Actions space: Continuous

References: Soft Actor-Critic: Off-Policy Maximum Entropy Deep Reinforcement Learning with a Stochastic Actor

Network Structure¶

Algorithm Description¶

Choosing an action - Continuous actions¶

The policy network is used in order to predict mean and log std for each action. While training, a sample is taken from a Gaussian distribution with these mean and std values.
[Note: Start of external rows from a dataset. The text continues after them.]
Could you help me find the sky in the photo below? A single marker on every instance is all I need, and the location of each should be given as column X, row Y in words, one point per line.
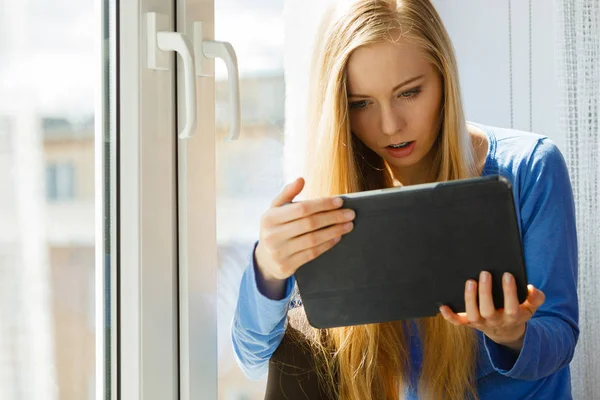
column 47, row 48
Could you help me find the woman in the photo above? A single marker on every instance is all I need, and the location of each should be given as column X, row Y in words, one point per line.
column 386, row 110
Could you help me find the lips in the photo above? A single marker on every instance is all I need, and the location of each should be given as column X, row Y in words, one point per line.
column 401, row 152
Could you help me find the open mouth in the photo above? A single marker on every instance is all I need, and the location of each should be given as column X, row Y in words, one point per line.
column 399, row 145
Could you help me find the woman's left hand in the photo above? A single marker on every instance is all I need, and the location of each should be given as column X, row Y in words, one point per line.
column 504, row 326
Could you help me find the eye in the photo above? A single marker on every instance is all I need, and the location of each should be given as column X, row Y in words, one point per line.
column 410, row 94
column 358, row 105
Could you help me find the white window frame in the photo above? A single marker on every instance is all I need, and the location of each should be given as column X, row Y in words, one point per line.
column 158, row 350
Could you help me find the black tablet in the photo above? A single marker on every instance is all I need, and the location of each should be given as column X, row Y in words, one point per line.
column 412, row 249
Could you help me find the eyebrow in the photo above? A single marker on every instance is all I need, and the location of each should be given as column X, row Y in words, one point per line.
column 406, row 82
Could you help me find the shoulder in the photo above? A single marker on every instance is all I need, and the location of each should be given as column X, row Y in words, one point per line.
column 521, row 155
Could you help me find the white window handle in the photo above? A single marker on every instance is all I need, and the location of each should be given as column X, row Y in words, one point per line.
column 179, row 43
column 205, row 49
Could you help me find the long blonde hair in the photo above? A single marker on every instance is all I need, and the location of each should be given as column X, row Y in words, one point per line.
column 372, row 361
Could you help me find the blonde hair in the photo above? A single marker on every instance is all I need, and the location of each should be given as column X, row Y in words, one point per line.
column 373, row 361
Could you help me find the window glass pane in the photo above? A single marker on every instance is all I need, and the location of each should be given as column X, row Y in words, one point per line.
column 47, row 76
column 250, row 170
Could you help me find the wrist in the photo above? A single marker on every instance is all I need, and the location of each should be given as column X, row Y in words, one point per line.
column 268, row 285
column 514, row 341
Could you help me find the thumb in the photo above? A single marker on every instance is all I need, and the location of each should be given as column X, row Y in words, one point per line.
column 289, row 192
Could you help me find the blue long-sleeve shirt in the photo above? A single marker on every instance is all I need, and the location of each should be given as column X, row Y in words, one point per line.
column 546, row 216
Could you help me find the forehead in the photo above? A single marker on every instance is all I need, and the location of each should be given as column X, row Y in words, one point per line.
column 378, row 67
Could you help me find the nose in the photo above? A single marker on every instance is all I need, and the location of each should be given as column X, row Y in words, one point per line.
column 391, row 120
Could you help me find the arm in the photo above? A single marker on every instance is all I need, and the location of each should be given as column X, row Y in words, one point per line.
column 550, row 250
column 259, row 323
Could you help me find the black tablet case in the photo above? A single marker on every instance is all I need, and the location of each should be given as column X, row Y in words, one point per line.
column 412, row 249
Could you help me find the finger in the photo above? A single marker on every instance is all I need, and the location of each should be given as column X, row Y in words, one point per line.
column 534, row 300
column 511, row 300
column 315, row 222
column 297, row 260
column 313, row 239
column 289, row 192
column 452, row 317
column 486, row 301
column 292, row 212
column 471, row 308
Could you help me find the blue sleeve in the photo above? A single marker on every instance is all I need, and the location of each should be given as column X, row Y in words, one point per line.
column 550, row 251
column 259, row 324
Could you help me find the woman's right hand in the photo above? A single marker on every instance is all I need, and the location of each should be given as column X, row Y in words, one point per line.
column 293, row 234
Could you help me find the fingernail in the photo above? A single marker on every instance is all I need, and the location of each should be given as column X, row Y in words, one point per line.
column 485, row 277
column 349, row 214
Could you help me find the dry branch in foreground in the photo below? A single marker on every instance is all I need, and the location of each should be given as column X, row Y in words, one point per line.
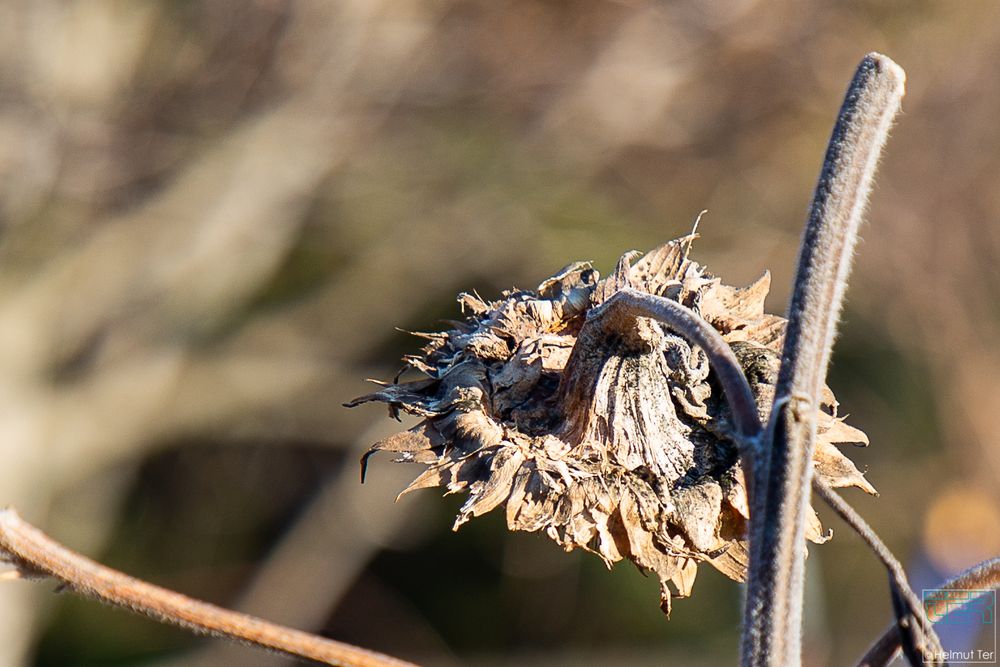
column 34, row 554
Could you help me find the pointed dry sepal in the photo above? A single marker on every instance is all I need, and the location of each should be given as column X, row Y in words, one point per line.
column 772, row 619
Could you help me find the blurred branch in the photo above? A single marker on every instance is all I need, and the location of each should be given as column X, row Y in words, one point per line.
column 773, row 612
column 981, row 577
column 307, row 573
column 35, row 554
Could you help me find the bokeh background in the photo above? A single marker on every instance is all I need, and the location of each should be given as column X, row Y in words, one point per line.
column 214, row 215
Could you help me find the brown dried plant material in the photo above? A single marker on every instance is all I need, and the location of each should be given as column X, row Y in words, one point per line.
column 609, row 434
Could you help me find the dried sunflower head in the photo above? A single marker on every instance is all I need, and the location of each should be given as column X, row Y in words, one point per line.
column 610, row 435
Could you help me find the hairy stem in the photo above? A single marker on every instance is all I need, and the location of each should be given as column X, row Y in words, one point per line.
column 35, row 554
column 773, row 612
column 982, row 577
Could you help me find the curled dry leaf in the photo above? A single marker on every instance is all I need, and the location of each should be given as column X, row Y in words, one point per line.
column 609, row 435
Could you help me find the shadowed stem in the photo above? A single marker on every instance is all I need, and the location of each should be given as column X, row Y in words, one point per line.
column 913, row 629
column 773, row 613
column 35, row 554
column 982, row 577
column 689, row 324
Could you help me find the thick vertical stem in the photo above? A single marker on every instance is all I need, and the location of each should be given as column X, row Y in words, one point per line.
column 773, row 613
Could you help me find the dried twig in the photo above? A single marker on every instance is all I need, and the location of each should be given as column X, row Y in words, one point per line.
column 984, row 576
column 772, row 618
column 33, row 554
column 913, row 629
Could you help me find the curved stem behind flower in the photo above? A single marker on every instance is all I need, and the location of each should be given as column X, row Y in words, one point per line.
column 984, row 576
column 633, row 303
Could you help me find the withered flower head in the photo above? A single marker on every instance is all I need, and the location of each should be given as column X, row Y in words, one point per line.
column 609, row 434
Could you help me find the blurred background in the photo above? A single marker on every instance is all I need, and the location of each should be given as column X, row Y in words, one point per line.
column 214, row 215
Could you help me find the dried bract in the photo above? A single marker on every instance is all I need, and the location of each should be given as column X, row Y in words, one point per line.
column 609, row 434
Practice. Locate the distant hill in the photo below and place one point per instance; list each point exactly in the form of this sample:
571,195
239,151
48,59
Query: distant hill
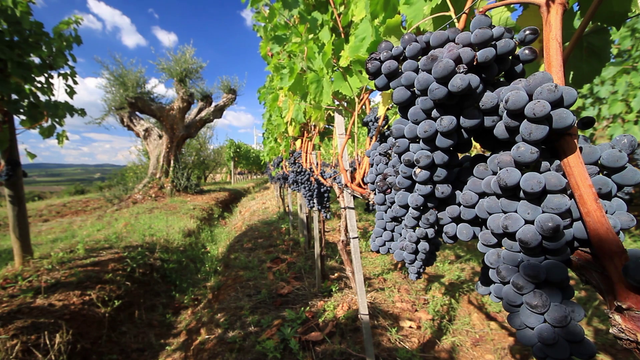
55,177
33,166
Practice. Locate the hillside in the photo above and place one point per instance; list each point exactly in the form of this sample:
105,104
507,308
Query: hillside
54,177
35,166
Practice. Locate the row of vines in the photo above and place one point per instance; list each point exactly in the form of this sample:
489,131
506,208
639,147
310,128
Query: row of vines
419,82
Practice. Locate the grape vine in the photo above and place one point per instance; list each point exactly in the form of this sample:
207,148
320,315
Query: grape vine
464,146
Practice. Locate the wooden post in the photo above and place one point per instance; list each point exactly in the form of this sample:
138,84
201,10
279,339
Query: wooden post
317,252
352,231
303,221
233,178
290,211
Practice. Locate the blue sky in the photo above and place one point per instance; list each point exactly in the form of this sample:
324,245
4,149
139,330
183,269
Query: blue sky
220,30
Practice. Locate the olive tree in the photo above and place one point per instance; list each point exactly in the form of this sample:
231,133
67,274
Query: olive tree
164,123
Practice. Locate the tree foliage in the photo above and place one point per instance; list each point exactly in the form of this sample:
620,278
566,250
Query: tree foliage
200,155
613,97
244,157
31,61
315,53
164,123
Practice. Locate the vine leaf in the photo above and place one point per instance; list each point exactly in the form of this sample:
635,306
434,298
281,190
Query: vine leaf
30,155
588,59
612,13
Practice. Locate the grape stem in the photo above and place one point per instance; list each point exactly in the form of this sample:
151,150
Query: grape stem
427,19
607,252
452,11
465,15
338,20
581,29
484,9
When testing, the agent can choose deterministically by picking the mean value or sample from a gaussian distribution like in training.

Training the network¶

Start by sampling a batch \(B\) of transitions from the experience replay.

To train the Q network, use the following targets:

\[y_t^Q=r(s_t,a_t)+\gamma \cdot V(s_{t+1})\]

The state value used in the above target is acquired by running the target state value network.
To train the State Value network, use the following targets:

\[y_t^V = \min_{i=1,2}Q_i(s_t,\tilde{a}) - log\pi (\tilde{a} \vert s),\,\,\,\, \tilde{a} \sim \pi(\cdot \vert s_t)\]

The state value network is trained using a sample-based approximation of the connection between and state value and state action values, The actions used for constructing the target are not sampled from the replay buffer, but rather sampled from the current policy.
To train the actor network, use the following equation:

\[\nabla_{\theta} J \approx \nabla_{\theta} \frac{1}{\vert B \vert} \sum_{s_t\in B} \left( Q \left(s_t, \tilde{a}_\theta(s_t)\right) - log\pi_{\theta}(\tilde{a}_{\theta}(s_t)\vert s_t) \right),\,\,\,\, \tilde{a} \sim \pi(\cdot \vert s_t)\]

After every training step, do a soft update of the V target network’s weights from the online networks.

class rl_coach.agents.soft_actor_critic_agent.SoftActorCriticAlgorithmParameters[source]¶

Parameters

num_steps_between_copying_online_weights_to_target – (StepMethod) The number of steps between copying the online network weights to the target network weights.
rate_for_copying_weights_to_target – (float) When copying the online network weights to the target network weights, a soft update will be used, which weight the new online network weights by rate_for_copying_weights_to_target. (Tau as defined in the paper)
use_deterministic_for_evaluation – (bool) If True, during the evaluation phase, action are chosen deterministically according to the policy mean and not sampled from the policy distribution.